The Native American Interpretive Garden in full autumn glory. The Indian Mound is at left. Photo by Cameron Rodman.

For Rogers, sustainability had expanded to historic preservation. That included safeguarding the mound from road-widening projects or conversion into parking space. Yet there were also other significant aspects: “I thought of the purposes and intent of this garden. Foremost, it should be a place of respect and even healing, if possible, for what the Cherokee had experienced, particularly during the Trail of Tears in 1838 and 1839. I wanted the garden to also be a place of learning for the campus and the community.” From this, the name and mission of a Native American Interpretive Garden seemed fitting.

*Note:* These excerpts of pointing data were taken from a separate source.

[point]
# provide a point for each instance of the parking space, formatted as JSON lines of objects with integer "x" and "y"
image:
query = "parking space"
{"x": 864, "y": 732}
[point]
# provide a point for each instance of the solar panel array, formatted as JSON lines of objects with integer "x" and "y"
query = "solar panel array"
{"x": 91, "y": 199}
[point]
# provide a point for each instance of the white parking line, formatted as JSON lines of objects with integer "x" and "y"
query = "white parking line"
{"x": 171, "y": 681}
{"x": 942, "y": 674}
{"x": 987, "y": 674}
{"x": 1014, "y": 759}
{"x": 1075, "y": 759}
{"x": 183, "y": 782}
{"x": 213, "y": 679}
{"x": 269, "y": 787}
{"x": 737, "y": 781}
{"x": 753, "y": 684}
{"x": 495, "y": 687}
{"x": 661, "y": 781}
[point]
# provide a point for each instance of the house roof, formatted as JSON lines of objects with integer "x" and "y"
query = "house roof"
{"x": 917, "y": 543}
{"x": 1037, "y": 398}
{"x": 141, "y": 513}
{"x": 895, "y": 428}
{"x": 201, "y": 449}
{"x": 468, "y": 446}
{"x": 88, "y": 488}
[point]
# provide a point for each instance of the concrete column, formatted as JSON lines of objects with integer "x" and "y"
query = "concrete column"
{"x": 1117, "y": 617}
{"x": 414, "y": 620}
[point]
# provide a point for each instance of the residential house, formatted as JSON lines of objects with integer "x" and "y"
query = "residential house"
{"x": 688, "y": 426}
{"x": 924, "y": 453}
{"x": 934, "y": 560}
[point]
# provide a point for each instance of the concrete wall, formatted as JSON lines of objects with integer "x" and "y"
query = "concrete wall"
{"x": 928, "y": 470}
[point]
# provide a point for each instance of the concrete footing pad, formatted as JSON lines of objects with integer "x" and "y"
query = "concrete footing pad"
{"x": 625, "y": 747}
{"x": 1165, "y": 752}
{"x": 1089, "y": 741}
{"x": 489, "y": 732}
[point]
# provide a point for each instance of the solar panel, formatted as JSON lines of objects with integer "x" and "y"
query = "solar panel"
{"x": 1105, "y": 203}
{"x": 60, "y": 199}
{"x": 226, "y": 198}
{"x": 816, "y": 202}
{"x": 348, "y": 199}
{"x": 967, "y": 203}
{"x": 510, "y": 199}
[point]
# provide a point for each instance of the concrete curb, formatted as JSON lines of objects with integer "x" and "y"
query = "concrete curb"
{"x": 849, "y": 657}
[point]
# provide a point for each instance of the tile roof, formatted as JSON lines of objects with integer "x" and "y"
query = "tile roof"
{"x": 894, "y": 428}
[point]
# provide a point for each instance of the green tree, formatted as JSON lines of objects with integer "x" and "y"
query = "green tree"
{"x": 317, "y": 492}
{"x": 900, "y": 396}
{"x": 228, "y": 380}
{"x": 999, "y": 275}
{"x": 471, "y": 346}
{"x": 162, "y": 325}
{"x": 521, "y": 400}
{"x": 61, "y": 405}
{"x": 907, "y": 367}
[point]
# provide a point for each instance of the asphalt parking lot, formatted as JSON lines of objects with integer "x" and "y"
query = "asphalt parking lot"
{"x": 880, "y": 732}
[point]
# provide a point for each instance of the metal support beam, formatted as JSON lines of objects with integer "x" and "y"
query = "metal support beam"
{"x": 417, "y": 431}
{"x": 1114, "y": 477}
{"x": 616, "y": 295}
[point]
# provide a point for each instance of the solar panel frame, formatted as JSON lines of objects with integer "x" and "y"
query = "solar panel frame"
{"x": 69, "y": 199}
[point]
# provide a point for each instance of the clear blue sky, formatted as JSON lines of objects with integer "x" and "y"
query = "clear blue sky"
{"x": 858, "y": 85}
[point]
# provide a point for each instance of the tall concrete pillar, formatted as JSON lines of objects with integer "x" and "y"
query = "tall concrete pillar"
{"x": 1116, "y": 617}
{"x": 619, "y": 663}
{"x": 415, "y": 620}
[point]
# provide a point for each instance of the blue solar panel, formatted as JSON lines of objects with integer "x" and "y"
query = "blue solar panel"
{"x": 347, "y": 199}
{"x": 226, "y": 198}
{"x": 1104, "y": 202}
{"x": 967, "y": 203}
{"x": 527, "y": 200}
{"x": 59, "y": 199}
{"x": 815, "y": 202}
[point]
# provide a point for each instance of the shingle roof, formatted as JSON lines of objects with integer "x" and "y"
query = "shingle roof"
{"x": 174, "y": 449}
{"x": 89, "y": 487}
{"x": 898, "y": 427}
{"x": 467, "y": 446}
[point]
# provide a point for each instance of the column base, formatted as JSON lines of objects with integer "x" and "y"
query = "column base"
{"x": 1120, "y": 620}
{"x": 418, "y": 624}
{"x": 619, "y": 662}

The idea for the garden caught the attention of distinguished UT anthropologist and archaeologist Jan Simek, who was serving as interim UT president at the time. The project also drew in Joe DiPietro, the chancellor of the UT Institute of Agriculture and current UT president. But Rogers knew others could be interested, too. So he took his early plans to Cherokee, North Carolina. There, he presented them to Principal Chief Michell Hicks of the Eastern Band of the Cherokee. The band’s historic preservation officer was present as well. They, too, were on board.

Hicks suggested the Eastern Band’s seal at the center of a planned council ring. The president of UT’s Native American Student Association thought signage might identify native plants by their Cherokee names, as well as the syllabary developed for the Cherokee by Sequoyah, who was born along the Little Tennessee River near Vonore. As the garden began to take shape, students in Rogers’ native plants course joined in, along with many others. Financial gifts large and small flowed in, and the project continued to grow. Soon benches of Tennessee fieldstone and sandstone were in place along the garden’s paths. Signs were developed by environmental designer and illustrator Leah Gardner. By 2011, the garden was ready for a ribbon cutting. The Eastern Band’s Chief Hicks addressed the gathering at the ceremony. The tribe’s Beloved Woman, Myrtle Driver, offered a blessing of dedication. Both DiPietro and Simek made brief remarks on behalf of the university. The Native American Interpretive Garden was ready to welcome all.

Three years later, Rogers’ retirement reception took place around a fire in the council ring. “I felt things had come full circle for me to be there.” And so they had.

The Native American Interpretive Garden is a unit of the UT Gardens and is open year round. Find it on the Knoxville campus of the UT Institute of Agriculture, at the intersection of Joe Johnson and E.J. Chapman Drives. The larger UT Gardens, the state botanical garden of Tennessee, are a few blocks away.